ReLU neurons output zero and have zero derivatives for all negative inputs. So, if the weights in your network always lead to negative inputs into a ReLU neuron, that neuron is effectively not contributing to the network's training. Mathematically, the gradient contribution to the weight updates coming from that neuron is always zero (see the Mathematical Appendix for some details).

What are the chances that your weights will end up producing negative numbers for *all* inputs into a given neuron? It's hard to answer this in general, but one way in which this can happen is when you make too large of an update to the weights. Recall that neural networks are typically trained by minimizing a loss function $L(W)$ with respect to the weights using gradient descent. That is, weights of a neural network are the "variables" of the function $L$ (the loss depends on the dataset, but only implicitly: it is typically the sum over each training example, and each example is effectively a constant). Since the gradient of any function always points in the direction of steepest increase, all we have to do is calculate the gradient of $L$ with respect to the weights $W$ and move in the opposite direction a little bit, then rinse and repeat. That way, we end up at a (local) minimum of $L$. Therefore, if your inputs are on roughly the same scale, a large step in the direction of the gradient can leave you with weights that give similar inputs which can end up being negative.

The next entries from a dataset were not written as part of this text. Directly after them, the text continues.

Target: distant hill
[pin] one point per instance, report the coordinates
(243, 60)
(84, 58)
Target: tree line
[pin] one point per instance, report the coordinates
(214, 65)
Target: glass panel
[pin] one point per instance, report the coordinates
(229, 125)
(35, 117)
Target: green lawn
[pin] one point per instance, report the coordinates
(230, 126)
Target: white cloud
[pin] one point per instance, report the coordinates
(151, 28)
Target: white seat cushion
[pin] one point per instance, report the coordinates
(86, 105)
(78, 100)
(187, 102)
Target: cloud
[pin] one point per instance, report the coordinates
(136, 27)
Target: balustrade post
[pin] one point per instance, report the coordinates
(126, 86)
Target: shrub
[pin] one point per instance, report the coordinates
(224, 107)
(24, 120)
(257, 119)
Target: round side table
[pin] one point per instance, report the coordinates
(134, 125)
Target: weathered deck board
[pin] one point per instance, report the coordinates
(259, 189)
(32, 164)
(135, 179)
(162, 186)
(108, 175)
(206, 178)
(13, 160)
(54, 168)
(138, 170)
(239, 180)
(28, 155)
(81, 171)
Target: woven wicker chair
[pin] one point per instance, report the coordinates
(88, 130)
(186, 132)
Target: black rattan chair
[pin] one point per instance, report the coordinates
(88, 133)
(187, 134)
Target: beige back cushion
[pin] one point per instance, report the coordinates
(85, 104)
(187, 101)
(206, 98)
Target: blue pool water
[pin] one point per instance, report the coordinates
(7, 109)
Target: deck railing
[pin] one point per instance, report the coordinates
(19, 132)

In general, what happens depends on how information flows through the network. You can imagine that as training goes on, the values neurons produce can drift around and make it possible for the weights to kill all data flow through some of them. (Sometimes, they may leave these unfavorable configurations due to weight updates earlier in the network, though!). I explored this idea in a blog post about weight initialization -- which can also contribute to this problem -- and its relation to data flow. I think my point here can be illustrated by a plot from that article:

The plot displays activations in a 5 layer Multi-Layer Perceptron with ReLU activations after one pass through the network with different initialization strategies. You can see that depending on the weight configuration, the outputs of your network can be choked off.

# Mathematical Appendix

Mathematically if $L$ is your network's loss function, $x_j^{(i)}$ is the output of the $j$-th neuron in the $i$-th layer, $f(s) = \max(0, s)$ is the ReLU neuron, and $s^{(i)}_j$ is the linear input into the $(i+1)$-st layer, then by the chain rule the derivative of the loss with respect to a weight connecting the $i$-th and $(i+1)$-st layers is

$$
\frac{\partial L}{\partial w_{jk}^{(i)}} = \frac{\partial L}{\partial x_k^{(i+1)}} \frac{\partial x_k^{(i+1)}}{\partial w_{jk}^{(i)}}\,.
$$

The first term on the right can be computed recursively. The second term on the right is the only place directly involving the weight $w_{jk}^{(i)}$ and can be broken down into

$$
\begin{align*}
\frac{\partial{x_k^{(i+1)}}}{\partial w_{jk}^{(i)}} &= \frac{\partial{f(s^{(i)}_j)}}{\partial s_j^{(i)}} \frac{\partial s_j^{(i)}}{\partial w_{jk}^{(i)}} \\
&=f'(s^{(i)}_j)\, x_j^{(i)}.
\end{align*}
$$

From this you can see that if the outputs are always negative, the weights leading into the neuron are not updated, and the neuron does not contribute to learning.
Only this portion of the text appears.